Closed sherwoodf closed 1 month ago
@joshmoore @Tom-TBT @normanrz @francesw @matthewh-ebi
This is great, @sherwoodf! Thanks. Can you jot down a minimal workflow? (And when you would imagine it being called, e.g., before/after dev2/resave.py or perhaps it doesn't matter)
Can you jot down a minimal workflow? (And when you would imagine it being called, e.g., before/after dev2/resave.py or perhaps it doesn't matter)
Sorry, didn't get back to this:
In terms of workflow, the toml can be used with poetry to set up a local python env and run the script:
poetry install
poetry run create_fly_ro_crate_metadata.py
But for actual pipelines to update to the new version, i would expect users to write scripts similar to create_fly_ro_crate_metadata.py (i'm assuming the metadata doesn't already exist somewhere in the existing zarrs).
The standard ro-crate logic does a deep copy of files to create the crate along with this json. I suspect it would be more efficient to only create the additional ro-crate-metadata files after the dev2/resave.py (similar to what i did in the create_fly_ro_crate_metadata script) - otherwise it would be necessary to blend the ro-crate creation process along with the resave.py logic to avoid creating copies of all the new zarr files.
i would expect users to write scripts similar to create_fly_ro_crate_metadata.py
Agreed, but I imagine that for many of us, there will be too many scripts needed to easily create them all, and so, reading from a CSV or similar may be preferred.
I suspect it would be more efficient to only create the additional ro-crate-metadata files after the dev2/resave.py
:+1:
Once #10 is in, I'll open a PR with something like this:
(challenge4) ~/opt/challenge/ome2024-ngff-challenge/dev2 $git diff
diff --git a/dev2/resave.py b/dev2/resave.py
index 36b004f..35d81e9 100755
--- a/dev2/resave.py
+++ b/dev2/resave.py
@@ -292,6 +292,36 @@ def convert_image(
ds_shards,
)
+def write_rocrate(output_path: str):
+ from zarr_crate.zarr_extension import ZarrCrate
+ from zarr_crate.rembi_extension import Biosample, Specimen, ImageAcquistion
+
+ crate = ZarrCrate()
+
+ zarr_root = crate.add_dataset(
+ "./",
+ properties={
+ "name": "Light microscopy photo of a fly",
+ "description": "Light microscopy photo of a fruit fly.",
+ "licence": "https://creativecommons.org/licenses/by/4.0/",
+ },
+ )
+ biosample = crate.add(
+ Biosample(crate, properties={"organism_classification": {"@id": "NCBI:txid7227" }})
+ )
+ specimen = crate.add(Specimen(crate, biosample))
+ image_acquisition = crate.add(
+ ImageAcquistion(crate, specimen, properties={"fbbi_id": {"@id": "obo:FBbi_00000243"}})
+ )
+ zarr_root["resultOf"] = image_acquisition
+
+ metadata_dict = crate.metadata.generate()
+
+ filename = os.path.join(output_path, "ro-crate-metadata.json")
+ with open(filename, "w") as f:
+ f.write(json.dumps(metadata_dict, indent=2))
+
+
def main(ns: argparse.Namespace):
CONFIGS = create_configs(ns)
@@ -340,6 +370,7 @@ def main(ns: argparse.Namespace):
else:
write_store = STORES[1]
write_root = zarr.Group.create(write_store)
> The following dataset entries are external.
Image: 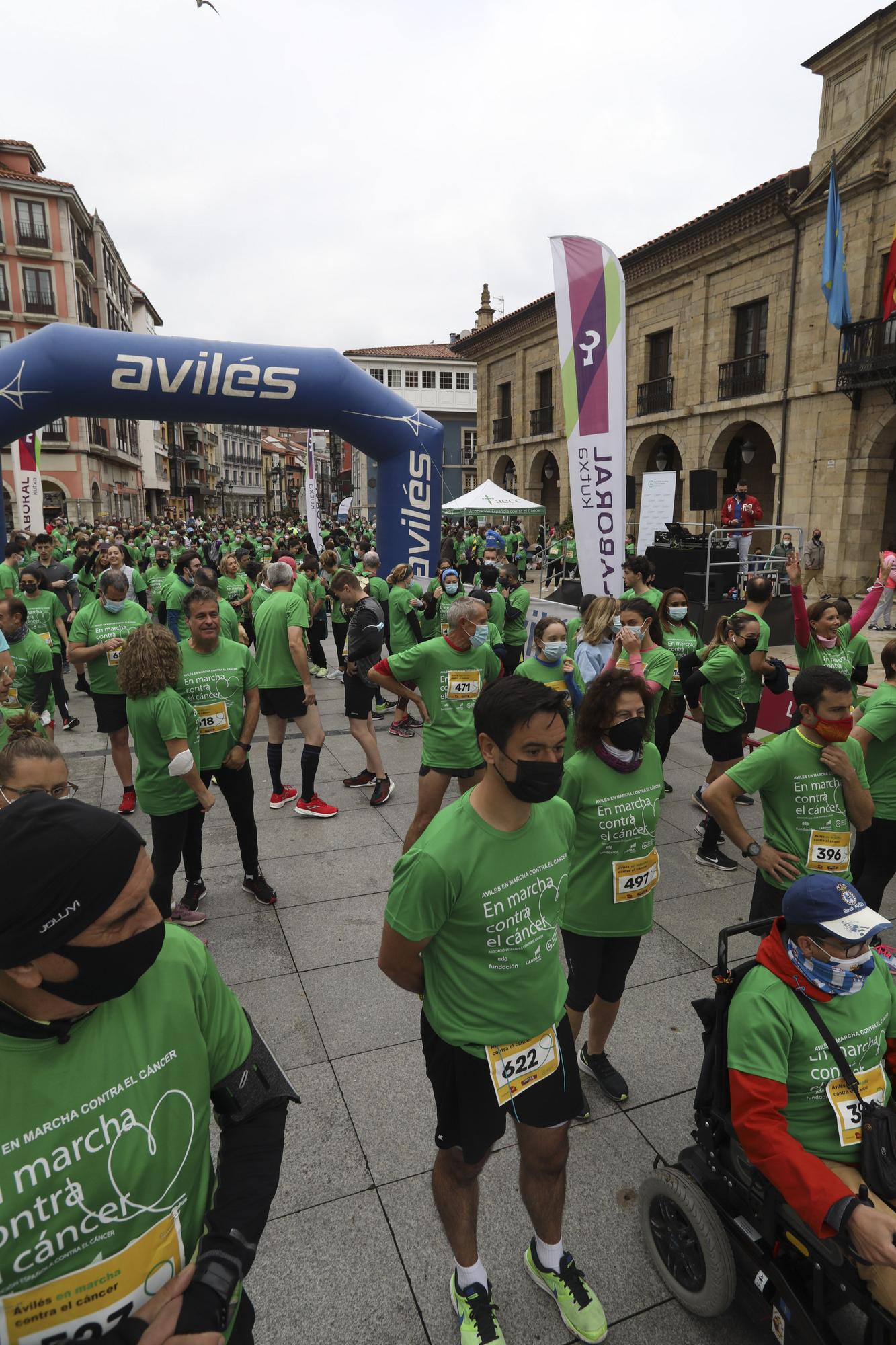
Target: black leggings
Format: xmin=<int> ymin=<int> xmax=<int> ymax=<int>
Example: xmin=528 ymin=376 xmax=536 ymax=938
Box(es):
xmin=654 ymin=695 xmax=688 ymax=761
xmin=850 ymin=818 xmax=896 ymax=911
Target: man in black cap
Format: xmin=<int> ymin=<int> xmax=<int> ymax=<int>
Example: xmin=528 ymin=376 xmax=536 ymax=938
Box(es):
xmin=0 ymin=794 xmax=297 ymax=1345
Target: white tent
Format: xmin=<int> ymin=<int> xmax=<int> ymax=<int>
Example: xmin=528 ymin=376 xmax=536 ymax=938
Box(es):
xmin=441 ymin=482 xmax=545 ymax=518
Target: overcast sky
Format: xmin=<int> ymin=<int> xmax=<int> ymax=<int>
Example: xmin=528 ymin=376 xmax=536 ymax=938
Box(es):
xmin=0 ymin=0 xmax=874 ymax=350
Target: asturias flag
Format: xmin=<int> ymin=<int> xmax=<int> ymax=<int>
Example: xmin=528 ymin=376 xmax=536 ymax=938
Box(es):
xmin=822 ymin=155 xmax=853 ymax=328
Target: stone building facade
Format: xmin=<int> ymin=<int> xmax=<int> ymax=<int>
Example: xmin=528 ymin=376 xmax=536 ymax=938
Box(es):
xmin=455 ymin=4 xmax=896 ymax=593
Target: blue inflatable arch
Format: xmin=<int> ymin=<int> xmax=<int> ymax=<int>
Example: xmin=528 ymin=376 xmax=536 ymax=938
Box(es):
xmin=0 ymin=323 xmax=442 ymax=576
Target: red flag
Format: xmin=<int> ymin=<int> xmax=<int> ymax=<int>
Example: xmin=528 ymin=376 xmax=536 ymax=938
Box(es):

+ write_rocrate(ns.output_path)
# image...
if read_root.attrs.get("multiscales"):
We can either write dummy values or take those values as CLI/CSV input.
nvm. I put it behind an optional flag and merged in the main branch so it's available in #10 now.
Created example code of how to generate a ro-crate-metadata.json with some REMBI & zarr extensions to generate the context and expected object links.
I wanted to actually use some of the RO Crate tooling to see what it would create in case that helps make decisions about what the metadata would look like / work out what would be easy for us to override/extend to provide to zarr users.